A Simple Grid Part 2


  • Sat Mar 08 15:00:24 EST 2008, me

    I want to show you a few more key points about inferno that are useful in building a grid. I'll show a really simple example of feeding data to all the worker processes.

    Setup the grid as described in my last post.

    This example is a multicore grep(1), so I want to send filenames to multiple grep workers. The are many different ways of doing this. The point here is to show more features of inferno that highlight its special qualities.
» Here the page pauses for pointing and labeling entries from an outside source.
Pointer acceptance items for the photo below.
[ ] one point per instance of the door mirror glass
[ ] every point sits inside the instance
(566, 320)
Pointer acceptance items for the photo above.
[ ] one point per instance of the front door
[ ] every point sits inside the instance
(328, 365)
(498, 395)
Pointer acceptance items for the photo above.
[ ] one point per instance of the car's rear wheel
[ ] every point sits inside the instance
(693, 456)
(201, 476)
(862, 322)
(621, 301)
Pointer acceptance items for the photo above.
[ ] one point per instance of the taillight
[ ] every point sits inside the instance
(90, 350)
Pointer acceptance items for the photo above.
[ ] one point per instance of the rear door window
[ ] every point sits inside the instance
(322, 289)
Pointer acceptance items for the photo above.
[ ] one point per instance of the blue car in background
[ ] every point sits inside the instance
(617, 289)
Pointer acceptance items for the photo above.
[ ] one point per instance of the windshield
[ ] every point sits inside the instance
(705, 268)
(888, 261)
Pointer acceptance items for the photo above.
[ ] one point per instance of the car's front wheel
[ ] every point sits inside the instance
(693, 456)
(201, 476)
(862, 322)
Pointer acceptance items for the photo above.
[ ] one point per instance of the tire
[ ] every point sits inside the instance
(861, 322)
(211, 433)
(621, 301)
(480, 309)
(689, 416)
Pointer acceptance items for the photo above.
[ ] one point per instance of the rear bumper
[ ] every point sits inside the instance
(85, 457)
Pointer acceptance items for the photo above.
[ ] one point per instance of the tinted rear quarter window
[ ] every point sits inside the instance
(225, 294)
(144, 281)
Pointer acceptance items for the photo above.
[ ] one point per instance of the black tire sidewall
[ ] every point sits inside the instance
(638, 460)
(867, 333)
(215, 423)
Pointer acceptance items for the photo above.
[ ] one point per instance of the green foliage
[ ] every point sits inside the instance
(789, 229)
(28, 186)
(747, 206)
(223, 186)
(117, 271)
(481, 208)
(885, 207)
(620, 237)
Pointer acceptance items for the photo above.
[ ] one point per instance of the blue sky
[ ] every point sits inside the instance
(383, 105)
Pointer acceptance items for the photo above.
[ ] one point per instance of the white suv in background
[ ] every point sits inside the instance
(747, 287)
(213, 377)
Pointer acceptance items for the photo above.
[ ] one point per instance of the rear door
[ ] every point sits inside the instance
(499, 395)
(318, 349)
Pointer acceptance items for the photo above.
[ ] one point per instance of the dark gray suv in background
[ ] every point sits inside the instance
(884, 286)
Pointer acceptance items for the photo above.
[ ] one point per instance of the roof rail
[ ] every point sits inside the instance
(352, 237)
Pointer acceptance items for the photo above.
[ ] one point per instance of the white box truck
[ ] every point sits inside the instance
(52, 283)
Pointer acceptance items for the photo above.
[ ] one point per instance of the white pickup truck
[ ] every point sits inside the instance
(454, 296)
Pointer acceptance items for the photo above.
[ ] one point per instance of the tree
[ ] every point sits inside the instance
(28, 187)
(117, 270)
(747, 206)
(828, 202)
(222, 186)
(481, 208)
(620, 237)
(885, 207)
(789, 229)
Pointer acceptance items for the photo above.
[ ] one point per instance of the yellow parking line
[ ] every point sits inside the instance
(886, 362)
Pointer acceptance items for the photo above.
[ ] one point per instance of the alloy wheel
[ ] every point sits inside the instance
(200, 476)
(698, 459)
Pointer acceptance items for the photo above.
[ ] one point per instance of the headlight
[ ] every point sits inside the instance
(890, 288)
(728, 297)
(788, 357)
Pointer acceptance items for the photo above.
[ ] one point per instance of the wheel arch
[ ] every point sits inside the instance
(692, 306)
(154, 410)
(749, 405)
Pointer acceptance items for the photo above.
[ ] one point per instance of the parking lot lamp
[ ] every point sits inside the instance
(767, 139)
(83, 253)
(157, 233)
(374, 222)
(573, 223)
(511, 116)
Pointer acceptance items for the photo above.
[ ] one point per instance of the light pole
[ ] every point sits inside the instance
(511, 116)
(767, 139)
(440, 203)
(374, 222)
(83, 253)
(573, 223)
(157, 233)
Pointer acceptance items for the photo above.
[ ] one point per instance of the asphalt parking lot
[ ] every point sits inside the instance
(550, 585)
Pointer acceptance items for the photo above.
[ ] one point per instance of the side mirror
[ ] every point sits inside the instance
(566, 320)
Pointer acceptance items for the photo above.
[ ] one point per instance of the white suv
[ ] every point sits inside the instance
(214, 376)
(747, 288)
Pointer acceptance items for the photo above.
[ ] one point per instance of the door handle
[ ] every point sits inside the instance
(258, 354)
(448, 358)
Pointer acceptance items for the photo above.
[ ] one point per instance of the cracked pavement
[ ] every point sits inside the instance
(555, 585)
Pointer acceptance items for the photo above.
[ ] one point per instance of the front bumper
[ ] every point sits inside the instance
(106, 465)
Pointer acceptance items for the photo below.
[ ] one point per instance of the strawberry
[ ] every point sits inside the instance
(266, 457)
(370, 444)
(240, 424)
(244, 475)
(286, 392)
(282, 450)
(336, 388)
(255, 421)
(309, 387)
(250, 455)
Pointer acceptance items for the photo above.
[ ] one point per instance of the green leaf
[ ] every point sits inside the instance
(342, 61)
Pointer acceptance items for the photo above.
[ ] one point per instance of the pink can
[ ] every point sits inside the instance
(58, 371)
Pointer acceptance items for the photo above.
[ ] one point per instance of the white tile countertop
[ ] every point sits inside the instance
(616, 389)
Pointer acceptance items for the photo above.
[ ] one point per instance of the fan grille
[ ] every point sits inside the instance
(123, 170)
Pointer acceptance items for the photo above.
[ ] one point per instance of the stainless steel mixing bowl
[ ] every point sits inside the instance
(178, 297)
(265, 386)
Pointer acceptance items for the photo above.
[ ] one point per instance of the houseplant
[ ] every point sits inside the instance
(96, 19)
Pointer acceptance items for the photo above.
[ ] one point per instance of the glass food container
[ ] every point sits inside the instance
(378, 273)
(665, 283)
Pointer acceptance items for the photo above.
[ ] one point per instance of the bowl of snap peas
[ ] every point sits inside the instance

    One such quality is that rcmd exports the local namespace to the remote command; we can use this to supply information to control the remote processes. The namespace is mounted on /n/client. To see this try,

       	% rcmd -A ${nextcpu} ls /n/client
    

    Remember there's a lot more there than just a disk filesystem. We can create named pipes and feed data from one local to many remote processes through this pipe(3).

    Make a named pipe

       	% mkdir /tmp/rpipe
       	% bind '#|' /tmp/rpipe
    

    A simple example using the pipe (start the reading process first),

       	% rcmd -A ${nextcpu} cat /n/client/tmp/rpipe/data1 &
       	% du -a > /tmp/rpipe/data
    

    I defined rsplit in my last post, but it only worked for .dis commands so I'm going to tweak it to work with sh braced blocks (another important inferno quality).

       fn rsplit {
       	args := $*
       	rpid := ()
       	for i in `{ndb/regquery -n svc rstyx} {
       		rcmd -A $i sh -c ${quote $"args }&
       		rpid = $apid $rpid
       	}
       	for i in  /prog/ ^ $rpid ^/wait {read < $i  } >/dev/null >[2=1]
       }
    

    I'm going to use the command fs(1) to walk a file tree and print the paths. For this example I'm going to have it print all limbo source files.

       fn limbofiles {
       	fs print  {select {mode -d}  {filter -d {match -ar '.*\.(b|m)$'} {walk /appl}} } 
       }
    

    Now I'm going to tie the pipe, fs, and rsplit together to get a distributed grep.

       fn lk {
       	re = $1
       	bind '#|' /tmp/rpipe
       	rsplit {
       		re=`{cat /n/client/env/re}; 
       		getlines {grep -i $re $line /dev/null} < /n/client/tmp/rpipe/data1
       	}&
       	sid := $apid
       	limbofiles > /tmp/rpipe/data
       	read < /prog/ ^ $sid ^ /wait  >/dev/null >[2=1]
       }
    

    A few things to note about that. I set the environment variable 're' to the first argument of lk. The env(3) filesystem is also exported as part of our rcmd namespace, so I can read the value of 're' from any worker,

       	re=`{cat /n/client/env/re}
    

    I use the sh-std(1) builtin 'getlines' to read one line at a time from the pipe and run grep (the /dev/null is to force grep to print filenames). The last line is there to wait for the rsplit command to finish.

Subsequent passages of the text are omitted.